On 2021/06/27 0:41, Steven Rostedt wrote:
>>   (1) func_add() can reject an attempt to add same tracepoint multiple times
>>       by returning -EEXIST to the caller.
>>   (2) But tracepoint_add_func() (the caller of func_add()) is calling WARN_ON_ONCE()
>>       if func_add() returned -EEXIST.
> 
> That's because (before BPF) there's no place in the kernel that tries
> to register the same tracepoint multiple times, and was considered a
> bug if it happened, because there's no ref counters to deal with adding
> them multiple times.

I see. But does that make sense? Since func_add() can fail with -ENOMEM,
all places (even before BPF) needs to be prepared for failures.

> 
> If the tracepoint is already registered (with the given function and
> data), then something likely went wrong.

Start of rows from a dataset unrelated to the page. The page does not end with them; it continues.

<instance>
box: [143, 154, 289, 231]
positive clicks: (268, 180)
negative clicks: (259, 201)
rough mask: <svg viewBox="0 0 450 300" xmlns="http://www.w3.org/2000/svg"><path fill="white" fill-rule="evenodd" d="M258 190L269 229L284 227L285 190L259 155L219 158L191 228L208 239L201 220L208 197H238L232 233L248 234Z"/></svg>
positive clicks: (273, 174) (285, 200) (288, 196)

That can be prepared on the caller side of tracepoint_add_func() rather than
tracepoint_add_func() side.

> 
>>   (3) And tracepoint_add_func() is triggerable via request from userspace.
> 
> Only via BPF correct?
> 
> I'm not sure how it works, but can't BPF catch that it is registering
> the same tracepoint again?

There is no chance to check whether some tracepoint is already registered, for
tracepoints_mutex is the only lock which gives us a chance to check whether
some tracepoint is already registered.

Should bpf() syscall hold a global lock (like tracepoints_mutex) which will serialize
the entire code in order to check whether some tracepoint is already registered?
That might severely damage concurrency.